Le contrôle interne obligatoire, une bonne idée ?

Les réglementations successives rendent toujours plus de contrôle interne obligatoire. La dernière salve avec Sapin 2, RGPD et devoir de vigilance confirme la tendance. D’où la question : le contrôle interne obligatoire est-il une bonne idée ? Et si oui, pourquoi ne pas obliger toutes les sociétés au-dessus d’un certain seuil à couvrir tous leurs risques, comme c’est déjà le cas dans la réglementation bancaire ?

HAUSSE DU NIVEAU DE CONTRÔLE

Il y a deux façons de voir la question. La première consiste à voir les progrès suscités par les réglementations de contrôle interne. Qu’il s’agisse de SOX ou de Sapin 2, elles ont obligé les directions générales à s’emparer des sujets et à faire déployer des dispositifs de contrôle. Des standards ont peu à peu émergé, et incontestablement amélioré le niveau de contrôle. Sapin 2 permettra ainsi d’améliorer l’efficacité des dispositifs anti-corruption.

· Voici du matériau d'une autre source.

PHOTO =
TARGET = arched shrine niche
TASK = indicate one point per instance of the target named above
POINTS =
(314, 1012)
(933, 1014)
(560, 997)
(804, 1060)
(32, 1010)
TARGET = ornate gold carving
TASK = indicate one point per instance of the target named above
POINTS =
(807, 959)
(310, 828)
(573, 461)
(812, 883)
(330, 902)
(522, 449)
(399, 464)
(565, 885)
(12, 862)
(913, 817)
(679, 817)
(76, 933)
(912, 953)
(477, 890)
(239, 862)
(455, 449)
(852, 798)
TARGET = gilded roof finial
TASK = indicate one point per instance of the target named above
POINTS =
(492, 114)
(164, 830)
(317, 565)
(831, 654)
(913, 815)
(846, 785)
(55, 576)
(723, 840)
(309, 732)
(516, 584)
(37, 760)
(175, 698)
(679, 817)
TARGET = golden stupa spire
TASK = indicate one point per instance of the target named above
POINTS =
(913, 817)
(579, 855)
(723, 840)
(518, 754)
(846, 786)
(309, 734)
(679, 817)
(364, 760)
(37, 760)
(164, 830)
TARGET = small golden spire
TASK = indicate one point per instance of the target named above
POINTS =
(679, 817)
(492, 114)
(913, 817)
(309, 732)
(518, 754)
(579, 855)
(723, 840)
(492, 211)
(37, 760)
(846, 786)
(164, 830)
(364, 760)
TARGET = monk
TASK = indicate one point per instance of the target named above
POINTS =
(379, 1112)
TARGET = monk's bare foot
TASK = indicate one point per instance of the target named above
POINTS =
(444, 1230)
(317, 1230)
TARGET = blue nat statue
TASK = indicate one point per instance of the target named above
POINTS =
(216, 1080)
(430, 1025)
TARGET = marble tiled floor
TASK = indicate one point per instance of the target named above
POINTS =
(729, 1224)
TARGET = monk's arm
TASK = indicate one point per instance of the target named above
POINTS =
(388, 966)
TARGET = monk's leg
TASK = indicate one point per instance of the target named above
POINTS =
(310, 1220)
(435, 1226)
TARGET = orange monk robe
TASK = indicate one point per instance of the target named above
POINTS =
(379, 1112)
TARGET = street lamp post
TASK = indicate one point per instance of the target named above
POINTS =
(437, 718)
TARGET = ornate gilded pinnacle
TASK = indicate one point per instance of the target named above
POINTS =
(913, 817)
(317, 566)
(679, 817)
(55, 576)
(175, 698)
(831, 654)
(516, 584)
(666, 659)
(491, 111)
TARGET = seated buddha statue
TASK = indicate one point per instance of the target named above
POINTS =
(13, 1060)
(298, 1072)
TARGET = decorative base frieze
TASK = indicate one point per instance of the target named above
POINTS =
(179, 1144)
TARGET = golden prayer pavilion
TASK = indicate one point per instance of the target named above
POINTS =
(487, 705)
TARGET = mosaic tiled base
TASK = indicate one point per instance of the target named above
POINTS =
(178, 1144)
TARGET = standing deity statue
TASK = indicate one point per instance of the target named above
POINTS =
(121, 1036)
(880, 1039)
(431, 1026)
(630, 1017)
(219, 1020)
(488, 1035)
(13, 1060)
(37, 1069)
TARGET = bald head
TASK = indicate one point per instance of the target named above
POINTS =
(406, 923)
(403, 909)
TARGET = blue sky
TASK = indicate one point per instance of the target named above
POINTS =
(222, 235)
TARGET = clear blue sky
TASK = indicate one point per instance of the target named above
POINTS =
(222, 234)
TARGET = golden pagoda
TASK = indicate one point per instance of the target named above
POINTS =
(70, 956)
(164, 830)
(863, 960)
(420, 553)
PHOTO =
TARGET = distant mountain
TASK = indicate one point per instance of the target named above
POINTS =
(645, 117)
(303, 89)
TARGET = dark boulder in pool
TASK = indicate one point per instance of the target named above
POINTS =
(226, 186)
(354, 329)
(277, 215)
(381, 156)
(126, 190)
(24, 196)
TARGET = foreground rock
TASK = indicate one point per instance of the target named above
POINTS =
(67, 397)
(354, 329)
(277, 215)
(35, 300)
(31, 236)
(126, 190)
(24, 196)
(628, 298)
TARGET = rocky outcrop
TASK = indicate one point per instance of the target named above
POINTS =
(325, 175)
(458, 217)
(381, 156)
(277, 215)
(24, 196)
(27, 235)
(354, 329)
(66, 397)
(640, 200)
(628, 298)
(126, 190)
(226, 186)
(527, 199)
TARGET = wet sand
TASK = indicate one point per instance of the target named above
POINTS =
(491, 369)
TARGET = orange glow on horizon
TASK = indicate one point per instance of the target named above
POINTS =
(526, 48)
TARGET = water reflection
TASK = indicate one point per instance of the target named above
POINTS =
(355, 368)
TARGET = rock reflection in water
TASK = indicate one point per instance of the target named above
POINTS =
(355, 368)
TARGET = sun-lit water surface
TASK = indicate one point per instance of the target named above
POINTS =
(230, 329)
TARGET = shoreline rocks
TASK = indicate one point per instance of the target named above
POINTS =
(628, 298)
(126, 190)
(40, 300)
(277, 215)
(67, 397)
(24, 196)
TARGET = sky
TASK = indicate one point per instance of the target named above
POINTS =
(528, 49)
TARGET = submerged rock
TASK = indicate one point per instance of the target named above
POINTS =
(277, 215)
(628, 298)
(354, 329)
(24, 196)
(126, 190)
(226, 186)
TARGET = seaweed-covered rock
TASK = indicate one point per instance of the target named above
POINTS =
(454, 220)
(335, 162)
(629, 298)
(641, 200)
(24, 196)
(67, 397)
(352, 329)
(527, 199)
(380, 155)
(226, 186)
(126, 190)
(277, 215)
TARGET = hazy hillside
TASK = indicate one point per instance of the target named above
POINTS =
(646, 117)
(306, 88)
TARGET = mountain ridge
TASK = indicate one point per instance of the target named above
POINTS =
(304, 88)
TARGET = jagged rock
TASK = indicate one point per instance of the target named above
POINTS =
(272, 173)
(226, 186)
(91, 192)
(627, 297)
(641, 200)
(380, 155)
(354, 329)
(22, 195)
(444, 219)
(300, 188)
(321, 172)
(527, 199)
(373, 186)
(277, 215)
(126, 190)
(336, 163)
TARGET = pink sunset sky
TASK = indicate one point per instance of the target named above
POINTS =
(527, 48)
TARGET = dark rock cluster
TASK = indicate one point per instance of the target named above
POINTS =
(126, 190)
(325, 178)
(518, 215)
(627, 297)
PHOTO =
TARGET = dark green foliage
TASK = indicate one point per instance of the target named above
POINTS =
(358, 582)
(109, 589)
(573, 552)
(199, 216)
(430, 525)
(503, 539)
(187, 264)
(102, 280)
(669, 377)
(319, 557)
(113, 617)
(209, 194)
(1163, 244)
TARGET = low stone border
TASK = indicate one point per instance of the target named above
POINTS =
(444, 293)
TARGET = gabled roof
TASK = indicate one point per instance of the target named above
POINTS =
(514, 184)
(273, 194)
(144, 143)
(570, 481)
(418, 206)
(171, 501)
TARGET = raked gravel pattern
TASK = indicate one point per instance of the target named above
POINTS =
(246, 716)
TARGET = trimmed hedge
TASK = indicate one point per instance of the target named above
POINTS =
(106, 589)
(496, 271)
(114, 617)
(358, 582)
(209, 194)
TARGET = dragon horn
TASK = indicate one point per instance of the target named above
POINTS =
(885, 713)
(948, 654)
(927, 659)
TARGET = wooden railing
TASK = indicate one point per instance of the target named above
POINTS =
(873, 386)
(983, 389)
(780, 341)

PEUR DU GENDARME OU VERTU DU CONTRÔLE INTERNE ?

L’autre façon de voir est de considérer que ce n’est pas l’obligation de contrôle interne qui fait bouger les choses, mais la peur du gendarme, ou la prise de conscience que certains risques ont augmenté et appellent donc plus de contrôle. L’exemple de Sapin 2 est parlant. Le risque de corruption est récent : il n’était quasiment pas sanctionné avant 2007 et l’application du FCPA par les États-Unis. Il a considérablement augmenté depuis, avec des amendes dépassant régulièrement les 100 MUSD. La probabilité d’être mis en cause a aussi augmenté : la liste des pays « sûrs », c’est-à-dire sans risque que les montages de corruption ne remontent à la surface, s’est considérablement réduite : la Libye, l’Arabie Saoudite, le Brésil, la Chine, viennent ainsi d’envoyer des messages très clairs à ce sujet. C’est surtout cette évolution qui a poussé les directions à mettre en place des dispositifs anti-corruption, le rapport Risque/ Opportunité ayant complètement changé ces dernières années.

RISQUE DE DÉRESPONSABILISATION

Imposer réglementairement le contrôle interne fait courir le risque de mauvais ciblage et de rejet du dispositif. Est-on sûr que l’on n’a pas déployé le contrôle interne sur des zones de risque faible, voire inexistant ? Reprenons l’exemple de Sapin 2 : les milliers de sociétés soumises à la loi vont toutes faire une cartographie des risques et toutes mettre en place des contrôles sur les tiers. Lesquelles présentent objectivement un risque ? Quel est le pourcentage des contrôles qui va effectivement porter sur les zones de risque ? Le danger est que les cas à risque se retrouvent noyés dans la masse, et que le dispositif ne soit vu que comme le énième dispositif de conformité, délégué à une direction Conformité chargée de s’en occuper sans trop déranger ses collègues. Loin de promouvoir le sujet, la réglementation risque donc de le reléguer, alors que le point clef est justement que le message soit porté par la DG.

En une phrase : le contrôle interne est efficace parce qu’on veut le faire, pas parce qu’on doit le faire.